Es gibt schon länger keine zwei Meinungen mehr: Pierin Vincenz, der gefallene Raiffeisen-Chef, hat betrogen, gelogen und die halbe Menschheit über den Tisch gezogen.

Der Bündner, der von den Medien noch vor einigen Jahren als Paradebeispiel des netten Bankers, quasi als Skilehrer unter den windigen Finanzjongleuren, gefeiert wurde und im Vorabendprogramm von Tele Züri an einem farbigen Drink nippen durfte, ist zum Inbegriff des gewinnsüchtigen Profiteurs geworden. Die Geschichte ist wie eine Mischung aus Wirtschaftskrimi und Realitysoap – und die Whistleblower spielen fröhlich mit: Jedes halbe Cüpli, das Vincenz im Nightclub getrunken oder spendiert haben soll, ist feinsäuberlich protokolliert, und selbst der dritte Vorname der brasilianischen Tänzerin gehört mittlerweile zum Allgemeingut.

Doch ist alles wirklich so simpel?
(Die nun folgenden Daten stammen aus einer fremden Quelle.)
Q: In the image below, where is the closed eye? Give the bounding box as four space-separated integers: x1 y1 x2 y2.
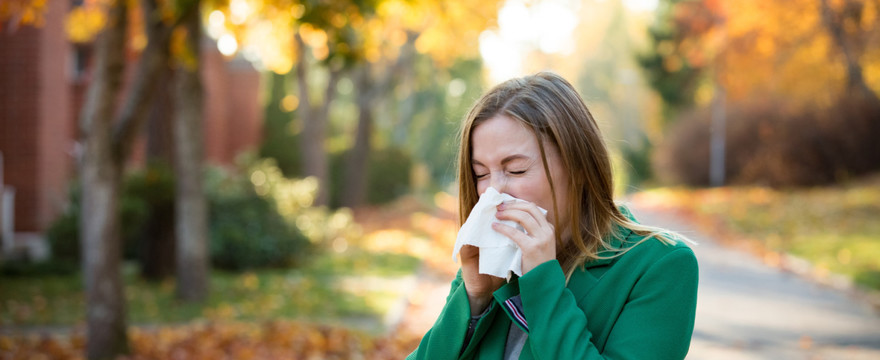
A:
475 173 488 179
509 170 526 175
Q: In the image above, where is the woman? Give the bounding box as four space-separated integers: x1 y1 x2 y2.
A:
407 72 698 359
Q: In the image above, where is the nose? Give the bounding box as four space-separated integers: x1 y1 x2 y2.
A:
489 172 507 193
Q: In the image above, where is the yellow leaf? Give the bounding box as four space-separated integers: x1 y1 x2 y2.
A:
65 6 106 43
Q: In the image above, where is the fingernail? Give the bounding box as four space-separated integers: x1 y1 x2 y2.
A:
497 203 505 210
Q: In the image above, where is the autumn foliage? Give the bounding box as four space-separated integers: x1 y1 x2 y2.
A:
646 0 880 186
0 321 424 359
0 0 47 29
Schaut und hört man genauer hin, mehren sich die Stimmen, die eine entscheidende Frage stellen: Sind die vermeintlichen Vergehen des Ex-Bank-Chefs strafrechtlich relevant?

Der Mann, der dies am besten einschätzen kann, ist Vincenz-Verteidiger Lorenz Erni. Der Anwalt aus dem Zürcher Kreis 4 gilt als renommiertester Strafverteidiger der Schweiz und hält die Medien bevorzugt auf Distanz. Er hat dafür gesorgt, dass sein Mandant nie öffentlich aufgetreten ist. Erni orientiert sich an einer alte Weisheit: Reden ist Silber, Schweigen Gold. Und im Gegensatz zur Anklage hat er sein Pulver garantiert noch nicht verschossen.